Sin responder, y acariciándose la barbilla, esforzábase el conde por dominar su amarga humillación.
—Si me hubierais escuchado ayer…
—¡Basta! —interrumpió Facino—. Lo hecho, hecho está, y ahora hemos de tratar de lo que se ha de hacer —dirigiéndose a Stoffel, añadió—: Hemos de retirarnos a la orilla opuesta del río antes de que nos arroje a él Buonterzo. Cerca de Travo tenemos un vado.
—Eso —atrevióse a insinuar el suizo— es aumentar la distancia que nos separa de Carmagnolo.
—¿Acaso no lo sé? —tronó Facino furioso consigo mismo y con el mundo entero—. ¿Creéis que no veo nada? Que se envíe inmediatamente un mensaje a Carmagnolo mandándole que vadee el río a la altura de las islas, y venga a reunirse conmigo.
—Mas si Buonterzo carga sobre nosotros mientras vadeamos el río…
—Eso hay que impedirlo —interrumpió Bellarión—. Justamente la vista de esas colinas bajas, que dominan el vado y están cubiertas de bosque, me ha inspirado un plan.
—¿Qué plan?…
—Servíos oírme, señor. Hay que incitar al enemigo a que os persiga al otro lado del río. Lo que sucederá infaliblemente si lo cruzáis sin cautela y fingiendo desorden. Un ejército que huye, es un cebo irresistible. Así ganó su última victoria el duque Guillermo de Normandía, en Senlac. La perspectiva de obligaros a pelear antes de que llegue Carmagnolo hará que Buonterzo se obstine en alcanzaros, aunque se dispute el paso. De eso me encargo yo con cien ballesteros. No necesito más. El fin será que se abrirá camino, o desistiendo de pasar querrá caer sobre Carmagnolo. Pero antes de que suceda lo uno o lo otro, ya tendréis reunidas vuestras fuerzas, y bien esté aún aquí, intentando cruzar, o bien marche por el valle, le pillaréis desprevenido si obráis con rapidez. Yo, con cien arqueros, me comprometo a entretenerle hasta la puesta del sol.
Atónito por la concisa exposición de este admirable plan, Facino, tras de largo silencio, preguntó:
—¿Y si sucumbes?
—Siempre habré podido detenerle lo bastante para permitiros salir del atolladero en que ahora estáis.

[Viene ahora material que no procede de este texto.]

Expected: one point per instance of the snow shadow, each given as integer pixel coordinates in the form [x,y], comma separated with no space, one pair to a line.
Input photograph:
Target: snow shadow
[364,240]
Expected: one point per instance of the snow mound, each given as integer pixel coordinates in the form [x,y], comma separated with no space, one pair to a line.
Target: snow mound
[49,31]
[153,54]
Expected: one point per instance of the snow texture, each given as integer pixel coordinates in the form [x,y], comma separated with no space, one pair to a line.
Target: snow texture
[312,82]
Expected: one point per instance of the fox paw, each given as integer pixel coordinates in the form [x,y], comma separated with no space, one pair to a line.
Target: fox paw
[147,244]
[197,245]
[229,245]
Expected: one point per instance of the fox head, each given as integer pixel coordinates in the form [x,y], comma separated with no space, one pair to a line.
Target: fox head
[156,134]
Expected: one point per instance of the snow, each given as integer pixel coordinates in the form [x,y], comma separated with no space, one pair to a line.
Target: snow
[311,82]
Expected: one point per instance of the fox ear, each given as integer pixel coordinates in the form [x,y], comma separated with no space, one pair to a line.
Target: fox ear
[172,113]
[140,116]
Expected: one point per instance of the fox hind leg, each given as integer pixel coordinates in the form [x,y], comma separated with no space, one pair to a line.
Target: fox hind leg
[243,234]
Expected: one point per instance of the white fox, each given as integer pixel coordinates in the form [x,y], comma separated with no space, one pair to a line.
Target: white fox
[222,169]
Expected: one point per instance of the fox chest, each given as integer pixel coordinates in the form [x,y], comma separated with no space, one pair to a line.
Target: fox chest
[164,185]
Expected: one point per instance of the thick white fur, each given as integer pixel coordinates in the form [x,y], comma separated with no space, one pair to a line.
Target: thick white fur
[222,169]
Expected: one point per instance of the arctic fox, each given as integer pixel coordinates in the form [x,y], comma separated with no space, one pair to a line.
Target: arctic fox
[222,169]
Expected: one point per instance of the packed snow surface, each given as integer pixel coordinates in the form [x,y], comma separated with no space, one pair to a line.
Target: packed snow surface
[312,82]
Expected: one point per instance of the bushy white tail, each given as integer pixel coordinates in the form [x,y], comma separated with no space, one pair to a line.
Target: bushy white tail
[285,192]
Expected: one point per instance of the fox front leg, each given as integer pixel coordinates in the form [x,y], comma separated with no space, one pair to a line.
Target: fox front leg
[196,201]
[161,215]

Sonriendo con amargura, volvióse el conde al discreto suizo y dijo:
—Mal debe andar mi cerebro, Stoffel, cuando un muchacho —puede darme lecciones en el arte que he practicado toda mi vida. Y vos, ¿le confiaríais cien ballesteros a este servicio?
—Con la mayor confianza.
Pero Facino vacilaba.
—Una acción como la que propones puede dar lugar a una carnicería… Buonterzo estará impaciente por cruzar, y pegará de firme a los que se lo impidan.
Sonriendo, contestó Bellarión:
—Cuento con esa impaciencia, para detenerle aquí cuando debiera estar en otra parte.